Mauro Gardin
- Born: 27 March 1961 (age 64) Padua, Italy

Rugby union career
- Position: Lock

Senior career
- Years: Team / Apps / (Points)
- 1981-1988: Petrarca Rugby

International career
- Years: Team / Apps / (Points)
- 1981-1988: Italy / 25 / (4)

= Mauro Gardin =

Italy international rugby union player

Mauro Gardin (born 27 March 1961, in Padua) is a former Italian rugby union player who played as lock.

Along with Artuso, Farina and Galeazzo in Petrarca's scrum which dominated the Italian rugby scenario in the 1980s (5 scudetti and 1 Coppa Italia), Gardin debuted in the national team in the 1981-82 FIRA Trophy, at Moscow, against Soviet Union (the final result was 12-12).

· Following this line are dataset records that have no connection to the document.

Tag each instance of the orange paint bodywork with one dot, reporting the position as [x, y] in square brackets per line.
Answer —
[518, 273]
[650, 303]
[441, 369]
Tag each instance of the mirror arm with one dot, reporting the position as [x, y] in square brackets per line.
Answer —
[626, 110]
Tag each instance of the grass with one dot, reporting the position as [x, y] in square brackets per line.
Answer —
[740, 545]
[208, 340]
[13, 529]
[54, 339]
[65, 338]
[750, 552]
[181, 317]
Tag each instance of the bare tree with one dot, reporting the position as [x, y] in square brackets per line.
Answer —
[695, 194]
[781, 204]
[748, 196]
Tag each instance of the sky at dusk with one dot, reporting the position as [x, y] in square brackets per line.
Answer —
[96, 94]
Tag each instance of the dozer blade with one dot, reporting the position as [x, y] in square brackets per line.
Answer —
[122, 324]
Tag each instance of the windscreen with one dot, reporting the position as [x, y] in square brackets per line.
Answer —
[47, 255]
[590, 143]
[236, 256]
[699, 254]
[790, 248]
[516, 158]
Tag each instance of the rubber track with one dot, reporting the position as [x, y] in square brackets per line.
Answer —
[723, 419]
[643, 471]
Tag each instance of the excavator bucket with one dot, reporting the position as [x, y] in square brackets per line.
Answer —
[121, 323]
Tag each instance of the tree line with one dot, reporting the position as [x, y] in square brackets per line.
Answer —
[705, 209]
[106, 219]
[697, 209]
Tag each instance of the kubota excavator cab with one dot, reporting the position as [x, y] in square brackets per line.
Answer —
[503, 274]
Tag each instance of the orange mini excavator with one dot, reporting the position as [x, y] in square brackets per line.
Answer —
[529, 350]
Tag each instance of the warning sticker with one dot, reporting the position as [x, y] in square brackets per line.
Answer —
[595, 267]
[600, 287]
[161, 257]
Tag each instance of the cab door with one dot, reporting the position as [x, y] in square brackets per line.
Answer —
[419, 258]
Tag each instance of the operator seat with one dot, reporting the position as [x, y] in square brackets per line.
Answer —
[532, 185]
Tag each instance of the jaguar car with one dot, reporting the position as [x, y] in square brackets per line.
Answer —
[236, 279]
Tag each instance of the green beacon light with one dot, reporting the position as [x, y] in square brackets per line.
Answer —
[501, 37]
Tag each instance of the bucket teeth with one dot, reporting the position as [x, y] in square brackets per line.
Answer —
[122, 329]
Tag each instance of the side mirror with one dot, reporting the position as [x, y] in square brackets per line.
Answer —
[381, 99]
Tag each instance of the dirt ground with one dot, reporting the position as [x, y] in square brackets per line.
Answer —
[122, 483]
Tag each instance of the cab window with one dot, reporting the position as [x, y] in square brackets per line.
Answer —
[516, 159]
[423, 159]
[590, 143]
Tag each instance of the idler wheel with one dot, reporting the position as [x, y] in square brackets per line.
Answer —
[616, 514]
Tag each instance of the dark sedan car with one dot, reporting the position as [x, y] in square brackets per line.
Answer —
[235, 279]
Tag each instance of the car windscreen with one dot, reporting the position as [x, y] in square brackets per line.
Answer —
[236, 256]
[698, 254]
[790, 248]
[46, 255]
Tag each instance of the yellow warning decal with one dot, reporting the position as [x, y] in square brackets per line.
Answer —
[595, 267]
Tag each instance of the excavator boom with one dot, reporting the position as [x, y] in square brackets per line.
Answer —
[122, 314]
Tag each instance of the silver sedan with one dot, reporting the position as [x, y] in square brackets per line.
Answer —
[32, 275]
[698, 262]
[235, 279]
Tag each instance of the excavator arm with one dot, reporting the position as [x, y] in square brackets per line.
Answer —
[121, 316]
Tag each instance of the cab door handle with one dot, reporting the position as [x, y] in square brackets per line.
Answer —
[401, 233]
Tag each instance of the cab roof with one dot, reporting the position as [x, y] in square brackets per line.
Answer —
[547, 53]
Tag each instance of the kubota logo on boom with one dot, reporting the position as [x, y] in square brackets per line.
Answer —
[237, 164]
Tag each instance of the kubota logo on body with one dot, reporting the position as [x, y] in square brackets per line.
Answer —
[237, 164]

A very strong lock (almost two metres high), he took part to all the tournament editions until 1986, then, he took part to the 1987 Rugby World Cup playing all the three matches of the tournament.

He ended his international career a year later, against Romania.

Focusing on the technical career after retiring from the player career, in the 2008-09 season, Gardin is the scrum coach of Valsugana Rugby, a club from Padua, which plays in Serie B.